- Outfielder
- Born: May 1, 1973 (age 53) Toronto, Ontario, Canada
- Batted: LeftThrew: Right

MLB debut
- September 6, 1997, for the Toronto Blue Jays

Last MLB appearance
- August 4, 1999, for the Tampa Bay Devil Rays

MLB statistics
- Batting average: .223
- Home runs: 7
- Runs batted in: 22
- Stats at Baseball Reference

Teams
- Toronto Blue Jays (1997); Tampa Bay Devil Rays (1998–1999);

= Rich Butler =

Canadian baseball player (born 1973)

Richard Dwight Butler (born May 1, 1973) is a Canadian former outfielder in Major League Baseball for the Toronto Blue Jays and Tampa Bay Devil Rays. He is the brother of another former Blue Jay, Rob Butler.

== Career ==
Butler was signed as a non-drafted free agent by the Toronto Blue Jays on September 24, 1990. After seven years in Minor League Baseball, he was called up to play for the major league club on September 6, 1997. He played seven games that season with the Blue Jays.

In the Major League Baseball expansion draft of 1997, Butler was selected 10th overall by the Tampa Bay Devil Rays. In Tampa Bay's inaugural season of 1998, Butler played in 72 games at the major league level and 38 games with the Triple-A Durham Bulls.
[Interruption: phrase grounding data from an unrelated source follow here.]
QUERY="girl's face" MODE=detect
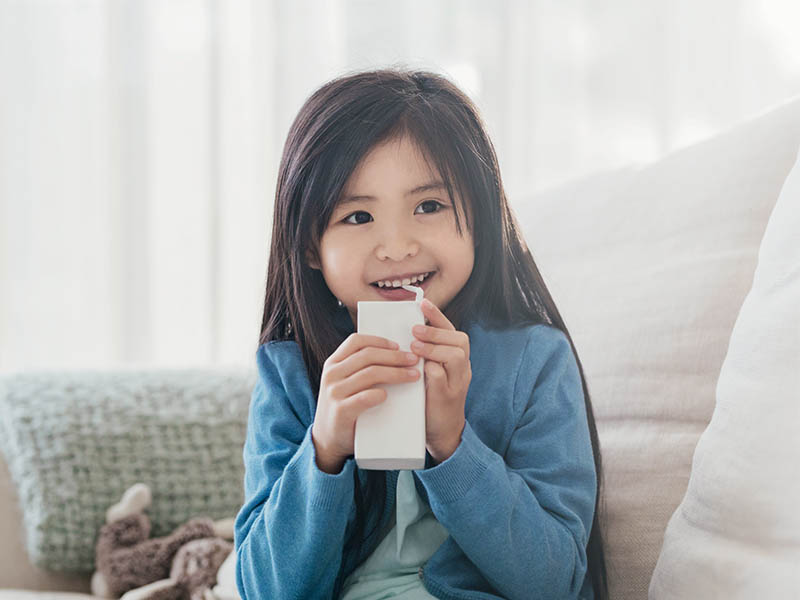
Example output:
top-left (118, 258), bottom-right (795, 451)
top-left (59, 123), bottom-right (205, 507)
top-left (307, 134), bottom-right (475, 325)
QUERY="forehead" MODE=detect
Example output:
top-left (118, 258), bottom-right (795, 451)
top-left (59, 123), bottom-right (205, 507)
top-left (341, 134), bottom-right (441, 196)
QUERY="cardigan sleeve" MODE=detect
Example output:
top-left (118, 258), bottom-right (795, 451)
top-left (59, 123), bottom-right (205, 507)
top-left (233, 343), bottom-right (356, 600)
top-left (415, 325), bottom-right (597, 600)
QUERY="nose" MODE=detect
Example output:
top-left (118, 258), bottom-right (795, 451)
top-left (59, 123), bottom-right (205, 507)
top-left (375, 224), bottom-right (420, 261)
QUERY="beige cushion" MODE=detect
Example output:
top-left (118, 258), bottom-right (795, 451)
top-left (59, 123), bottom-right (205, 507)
top-left (0, 593), bottom-right (96, 600)
top-left (649, 128), bottom-right (800, 597)
top-left (0, 594), bottom-right (96, 600)
top-left (516, 96), bottom-right (800, 599)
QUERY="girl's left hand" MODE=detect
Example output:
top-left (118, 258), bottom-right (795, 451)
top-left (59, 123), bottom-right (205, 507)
top-left (411, 298), bottom-right (471, 463)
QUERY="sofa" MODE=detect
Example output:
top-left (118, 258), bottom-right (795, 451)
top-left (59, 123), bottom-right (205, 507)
top-left (1, 96), bottom-right (798, 600)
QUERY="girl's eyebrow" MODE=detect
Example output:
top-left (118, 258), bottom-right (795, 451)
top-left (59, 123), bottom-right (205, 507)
top-left (339, 181), bottom-right (445, 206)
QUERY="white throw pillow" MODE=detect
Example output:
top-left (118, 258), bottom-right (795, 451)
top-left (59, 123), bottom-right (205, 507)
top-left (649, 136), bottom-right (800, 598)
top-left (516, 96), bottom-right (800, 599)
top-left (212, 549), bottom-right (241, 600)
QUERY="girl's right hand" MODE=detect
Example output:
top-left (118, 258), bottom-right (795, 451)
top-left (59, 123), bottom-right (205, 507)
top-left (311, 333), bottom-right (421, 474)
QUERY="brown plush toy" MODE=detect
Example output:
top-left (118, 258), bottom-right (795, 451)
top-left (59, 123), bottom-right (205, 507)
top-left (91, 483), bottom-right (235, 600)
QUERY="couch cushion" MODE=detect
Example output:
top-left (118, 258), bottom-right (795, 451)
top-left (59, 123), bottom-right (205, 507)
top-left (649, 123), bottom-right (800, 597)
top-left (516, 96), bottom-right (800, 599)
top-left (0, 593), bottom-right (98, 600)
top-left (0, 369), bottom-right (255, 574)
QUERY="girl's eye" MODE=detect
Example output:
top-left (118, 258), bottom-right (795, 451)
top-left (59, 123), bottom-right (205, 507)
top-left (342, 211), bottom-right (372, 225)
top-left (341, 200), bottom-right (445, 225)
top-left (415, 199), bottom-right (445, 214)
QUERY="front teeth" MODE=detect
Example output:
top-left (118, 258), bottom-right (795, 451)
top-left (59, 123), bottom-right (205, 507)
top-left (377, 272), bottom-right (431, 288)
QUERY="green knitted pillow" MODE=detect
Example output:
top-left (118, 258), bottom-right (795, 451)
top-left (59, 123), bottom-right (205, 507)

Butler remained at AAA Durham in 1999, where he played 90 games. He was called up to the Devil Rays again, but this time only for seven games.

On October 15, 1999, Butler was granted free agency. A month later, he was signed by the Seattle Mariners, although he never made it back to the big leagues.

After his MLB career Butler played for the minor league Toronto Maple Leafs from 2001 to 2002.